Shapiro, in the wake of the auction results, reiterated his role in forcing PJM to change a price cap that kept increases from skyrocketing further through a complaint to the Federal Energy Regulatory Commission earlier this year.

“I sued PJM because it is unacceptable for them to do nothing as consumers pay sky-high utility bills while getting nothing in return,” Shapiro said in a statement. “My Administration has once again stopped billions of dollars in unnecessary and unjustified energy price hikes from being passed on to families and businesses.”

He’s also been on the record about pulling the commonwealth out of the grid if reforms aren’t adopted to speed up project development. Doing so would be unprecedented.

Pennsylvania, the “P” in PJM, was apart of the grid from its conception more than a century ago, and it generates 25% of the energy that powers the system. According to the P3 Group, roughly 80% of the new generation planned to increase supply in coming the years will be built in the commonwealth.

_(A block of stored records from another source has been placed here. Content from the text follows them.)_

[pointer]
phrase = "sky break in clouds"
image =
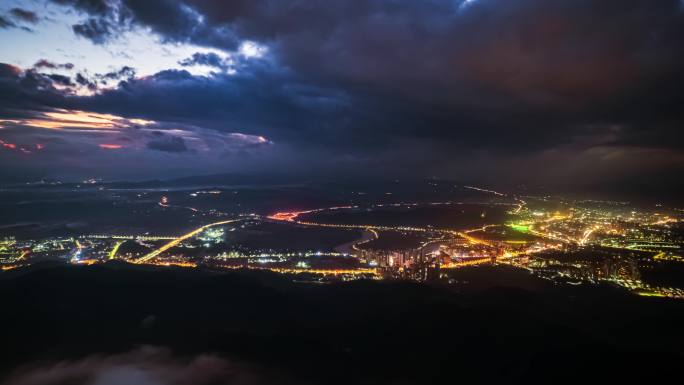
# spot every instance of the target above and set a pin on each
(499, 92)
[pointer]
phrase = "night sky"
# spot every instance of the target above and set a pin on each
(565, 93)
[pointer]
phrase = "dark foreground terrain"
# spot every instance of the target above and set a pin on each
(122, 324)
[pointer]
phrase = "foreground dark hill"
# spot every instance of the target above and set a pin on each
(66, 324)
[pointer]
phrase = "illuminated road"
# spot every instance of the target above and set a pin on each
(112, 254)
(180, 239)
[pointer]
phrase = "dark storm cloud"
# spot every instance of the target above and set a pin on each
(174, 144)
(422, 84)
(124, 72)
(208, 59)
(43, 63)
(6, 23)
(147, 366)
(24, 15)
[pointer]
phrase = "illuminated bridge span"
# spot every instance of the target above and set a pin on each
(292, 217)
(129, 237)
(176, 241)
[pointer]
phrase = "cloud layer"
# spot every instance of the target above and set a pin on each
(451, 88)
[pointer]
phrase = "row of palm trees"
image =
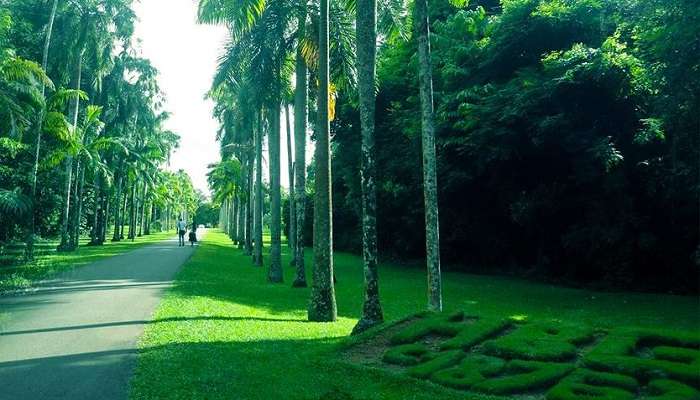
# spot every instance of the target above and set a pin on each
(90, 115)
(325, 47)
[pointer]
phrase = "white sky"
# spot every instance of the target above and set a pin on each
(186, 55)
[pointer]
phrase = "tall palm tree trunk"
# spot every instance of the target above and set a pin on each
(239, 230)
(257, 252)
(66, 243)
(291, 232)
(275, 271)
(78, 216)
(96, 220)
(117, 209)
(132, 211)
(323, 306)
(300, 116)
(432, 229)
(366, 66)
(39, 127)
(232, 217)
(142, 217)
(249, 205)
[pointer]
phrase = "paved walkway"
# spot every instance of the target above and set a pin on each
(75, 337)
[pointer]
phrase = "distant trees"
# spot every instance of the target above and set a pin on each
(107, 130)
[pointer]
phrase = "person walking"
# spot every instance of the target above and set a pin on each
(181, 230)
(193, 234)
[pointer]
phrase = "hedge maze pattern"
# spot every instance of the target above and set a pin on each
(551, 359)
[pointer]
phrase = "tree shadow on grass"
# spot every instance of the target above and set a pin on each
(224, 273)
(271, 369)
(144, 322)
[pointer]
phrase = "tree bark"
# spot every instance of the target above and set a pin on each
(249, 209)
(432, 229)
(240, 228)
(78, 206)
(66, 243)
(95, 232)
(132, 212)
(117, 209)
(275, 270)
(323, 306)
(39, 128)
(291, 229)
(300, 117)
(366, 66)
(259, 203)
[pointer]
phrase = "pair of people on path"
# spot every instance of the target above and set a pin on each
(182, 229)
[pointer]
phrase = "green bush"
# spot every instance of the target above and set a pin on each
(473, 369)
(438, 362)
(475, 333)
(542, 341)
(406, 354)
(590, 385)
(432, 324)
(522, 376)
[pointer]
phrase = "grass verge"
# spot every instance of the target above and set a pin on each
(17, 277)
(238, 336)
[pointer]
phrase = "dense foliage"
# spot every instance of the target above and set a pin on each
(82, 134)
(568, 142)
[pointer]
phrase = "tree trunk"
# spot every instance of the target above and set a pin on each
(39, 127)
(66, 243)
(132, 212)
(95, 231)
(142, 217)
(259, 203)
(291, 229)
(78, 206)
(275, 271)
(323, 306)
(124, 207)
(249, 205)
(239, 231)
(300, 116)
(432, 229)
(366, 60)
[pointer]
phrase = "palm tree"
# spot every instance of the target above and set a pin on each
(291, 233)
(39, 128)
(257, 252)
(323, 306)
(432, 228)
(366, 67)
(300, 117)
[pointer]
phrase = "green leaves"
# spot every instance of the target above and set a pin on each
(13, 202)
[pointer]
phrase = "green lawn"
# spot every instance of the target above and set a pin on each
(223, 332)
(21, 276)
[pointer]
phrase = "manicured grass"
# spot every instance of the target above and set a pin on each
(224, 332)
(21, 276)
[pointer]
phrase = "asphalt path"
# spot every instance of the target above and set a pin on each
(75, 337)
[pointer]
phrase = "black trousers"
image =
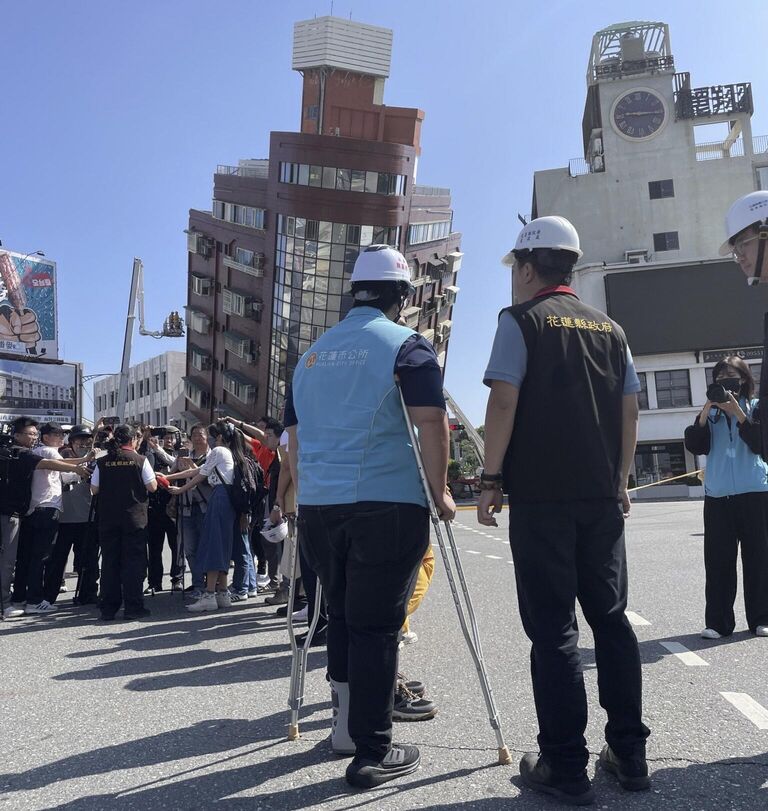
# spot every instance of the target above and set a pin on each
(159, 525)
(564, 551)
(728, 522)
(309, 581)
(367, 557)
(83, 539)
(36, 540)
(123, 563)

“PJM needs real reform and they are running out of time to protect consumers from their inaction,” Shapiro said. “My Administration will continue to build more energy generation right here in the Commonwealth and push PJM to fix its broken process so we can lower costs, strengthen reliability, and keep more money in the pockets of Pennsylvanians.”

Yaw called the governor’s threats “impressive” and “misguided,” noting that PJM is powerless to change state policies that focus on climate action targets and are outpaced by growing demand.

“It’s a traffic controller for the grid, not the driver of energy costs,” he said. “The real reason electricity prices are rising is because we’re not producing enough of it. Over the past decade, aggressive renewable mandates have forced the premature retirement of dependable baseload generation without replacing it with sufficient new baseload generation capacity. That’s not PJM’s fault. That’s a policy failure.”

He added that “regulatory reshuffling” won’t convince developers to build 67,000 MW renewable energy projects “sitting on the sidelines.”

“Making PJM the boogeyman is good short-term politics. Artificially and temporarily capping electric rates stifles new generation and sends the message: don’t build in the PJM grid,” Yaw said. “That is disastrous for Pennsylvanians in the long term. As I’ve said before, if Pennsylvania is serious about protecting consumers, we must stop pointing fingers and start investing in real solutions.”

Christen Smith contributed to this report.